Par Gloria Muñoz Ramírez
Le Mexique a connu une élection présidentielle historique au cours de laquelle un grand nombre de citoyens et citoyennes ont exercé leur droit de punir les politiques néolibérales qui font que plus de 50 millions de Mexicains vivent dans la pauvreté et l’extrême pauvreté. C’était aussi un vote pour mettre fin à la guerre qui fait rage depuis 12 ans et qui a entraîné la disparition de plus de 35’000 personnes et le meurtre de 200’000 personnes. Une guerre avec l’armée dans les rues pour lutter prétendument contre le crime organisé, mais en réalité, contre le peuple, avec un taux historique de violations des droits de l’homme.
Plus de 30 millions de Mexicains se sont rendus aux urnes pour exprimer leur lassitude. Ils savaient qu’ils devaient remporter une victoire massive et convaincante, puisque les expériences précédentes, 2006 et 2012 [faites par Andrés Manuel Lopez Obrador], prédisaient une fraude organisée par l’appareil d’Etat. Les gens ont mis en échec les projets de fraude (qui existaient). Ces lignes sont écrites, quatre jours après la célébration légitime d’une victoire qui a conduit, lors de sa troisième tentative, Andrés Manuel López Obrador (AMLO) à la présidence du Mexique.

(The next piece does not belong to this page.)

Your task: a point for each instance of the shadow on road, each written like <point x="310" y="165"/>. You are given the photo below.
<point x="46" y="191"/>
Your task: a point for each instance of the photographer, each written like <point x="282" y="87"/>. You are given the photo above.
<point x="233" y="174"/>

La joie des citoyens et des citoyennes est à la mesure de leurs attentes. Toutefois, ne se profile aucun signe de changements structurels aux politiques néolibérales qui ont offert les ressources naturelles du pays à l’investissement privé national et étranger. Dès son premier discours du dimanche soir, le 1er juillet, López Obrador a insisté sur son désir de calmer les marchés. il a promis dès le départ d’instaurer la confiance, donc: le respect de l’autonomie de la Banque nationale du Mexique comme de la discipline financière et budgétaire, pas de confiscation d’actifs ainsi que la reconnaissance des engagements pris envers les entreprises et les banques étrangères.

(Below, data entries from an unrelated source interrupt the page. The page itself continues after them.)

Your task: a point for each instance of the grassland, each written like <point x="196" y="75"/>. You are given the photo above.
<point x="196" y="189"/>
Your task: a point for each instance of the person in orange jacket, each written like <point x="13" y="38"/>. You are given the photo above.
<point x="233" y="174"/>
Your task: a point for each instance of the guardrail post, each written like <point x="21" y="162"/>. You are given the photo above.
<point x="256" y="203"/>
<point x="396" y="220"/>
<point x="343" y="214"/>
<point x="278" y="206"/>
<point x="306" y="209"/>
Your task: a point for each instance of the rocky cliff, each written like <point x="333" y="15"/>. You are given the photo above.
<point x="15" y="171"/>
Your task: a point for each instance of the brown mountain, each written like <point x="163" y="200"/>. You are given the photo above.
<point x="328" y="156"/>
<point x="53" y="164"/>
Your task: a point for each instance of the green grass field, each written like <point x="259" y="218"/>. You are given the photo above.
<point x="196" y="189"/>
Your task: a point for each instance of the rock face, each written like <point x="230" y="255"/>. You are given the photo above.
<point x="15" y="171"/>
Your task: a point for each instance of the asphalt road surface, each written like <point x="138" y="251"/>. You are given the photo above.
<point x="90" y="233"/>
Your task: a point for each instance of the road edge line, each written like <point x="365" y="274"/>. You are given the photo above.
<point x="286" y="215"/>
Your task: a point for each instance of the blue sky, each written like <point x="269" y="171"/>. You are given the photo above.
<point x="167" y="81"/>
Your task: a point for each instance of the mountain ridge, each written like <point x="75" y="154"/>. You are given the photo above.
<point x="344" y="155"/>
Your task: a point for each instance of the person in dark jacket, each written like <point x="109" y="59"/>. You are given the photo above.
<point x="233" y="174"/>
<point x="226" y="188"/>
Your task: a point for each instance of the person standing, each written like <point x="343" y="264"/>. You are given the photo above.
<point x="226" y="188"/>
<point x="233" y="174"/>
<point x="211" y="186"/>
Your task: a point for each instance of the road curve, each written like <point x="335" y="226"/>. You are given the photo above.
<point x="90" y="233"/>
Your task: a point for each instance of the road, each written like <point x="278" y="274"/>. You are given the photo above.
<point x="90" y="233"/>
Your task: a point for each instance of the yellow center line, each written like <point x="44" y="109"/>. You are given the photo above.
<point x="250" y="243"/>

Les changements visibles comprennent, entre autres, l’austérité personnelle avérée d’un candidat élu qui entre dans le Palais National par la porte d’entrée dans sa modeste voiture et annonce qu’il quittera l’avion présidentiel et voyagera en ligne commerciale, en plus de ne pas vivre dans la maison présidentielle de Los Pinos [inaugurée en 1934 par le Président Lázaro Cárdenas del Río, qui avait décidé de ne pas occuper le Château de Chapultepec – château bâti au XVIIIe siècle sur les ordres du vice-roi de la Nouvelle Espagne].
Son épouse, Beatriz Gutiérrez, a déclaré qu’elle ne sera pas la «première dame», car cela impliquerait qu’existent des femmes de deuxième et de troisième rang. Doubler la pension pour les personnes âgées [qui avait été fixée à hauteur de l’équivalent mensuel de 63,50 dollars en janvier 2018] et garantir que tous les jeunes disposeront d’une éducation et du travail furent les promesses faites lors de son deuxième discours, cette fois sur le Zócalo [Place de la Constitution], pleine de gens qui n’ont jamais cessé de l’applaudir.

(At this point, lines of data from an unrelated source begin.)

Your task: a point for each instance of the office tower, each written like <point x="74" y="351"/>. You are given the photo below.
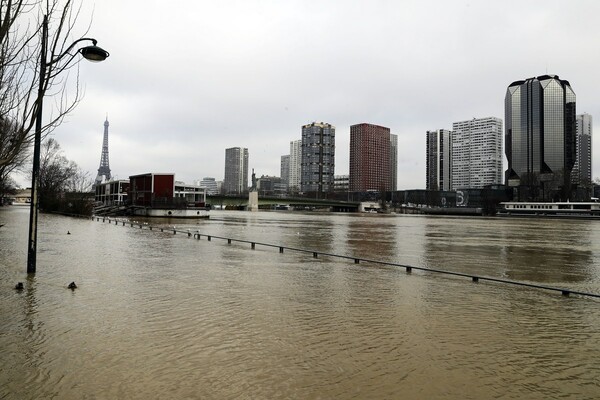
<point x="394" y="162"/>
<point x="438" y="160"/>
<point x="370" y="158"/>
<point x="285" y="170"/>
<point x="540" y="137"/>
<point x="476" y="153"/>
<point x="318" y="158"/>
<point x="295" y="166"/>
<point x="582" y="170"/>
<point x="104" y="169"/>
<point x="210" y="184"/>
<point x="236" y="170"/>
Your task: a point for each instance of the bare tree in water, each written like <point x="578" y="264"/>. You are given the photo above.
<point x="20" y="91"/>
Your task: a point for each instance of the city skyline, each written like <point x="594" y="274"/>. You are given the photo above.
<point x="244" y="69"/>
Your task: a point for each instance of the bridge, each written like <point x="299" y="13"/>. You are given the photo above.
<point x="269" y="202"/>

Le nouveau président du Mexique n’a pas caché son jeu de cartes. Les progrès dans la mise en place de son cabinet et les alliances pragmatiques passées annoncent ce qui viendra ou ne viendra pas: Alfonso Romo, homme d’affaires et coordinateur de son plan gouvernemental, futur chef du Bureau du Président, a esquissé un projet qu’il qualifie lui-même comme centriste réformiste. Les termes «gauche» ou «anticapitaliste» n’ont pas été mentionnés. Les promesses se centrent sur l’attention portée aux pauvres et sur la lutte contre la corruption, et non sur une refondation de l’Etat.
Les plus de soixante peuples autochtones qui composent la nation mexicaine ont été pratiquement exclus de la campagne et du projet. Ils ont été brièvement mentionnés lors de la célébration de la victoire, mais jusqu’à présent, il n’y a pas de prise de position qui s’engage en faveur des droits et de la culture indigènes, comme le stipulent les Accords de San Andrés signés en 1996 entre l’Armée zapatiste de libération nationale (EZLN) et le gouvernement mexicain. En 2001, tous les partis politiques ont trahi ces accords avec une loi qui ignorait l’autonomie acquise.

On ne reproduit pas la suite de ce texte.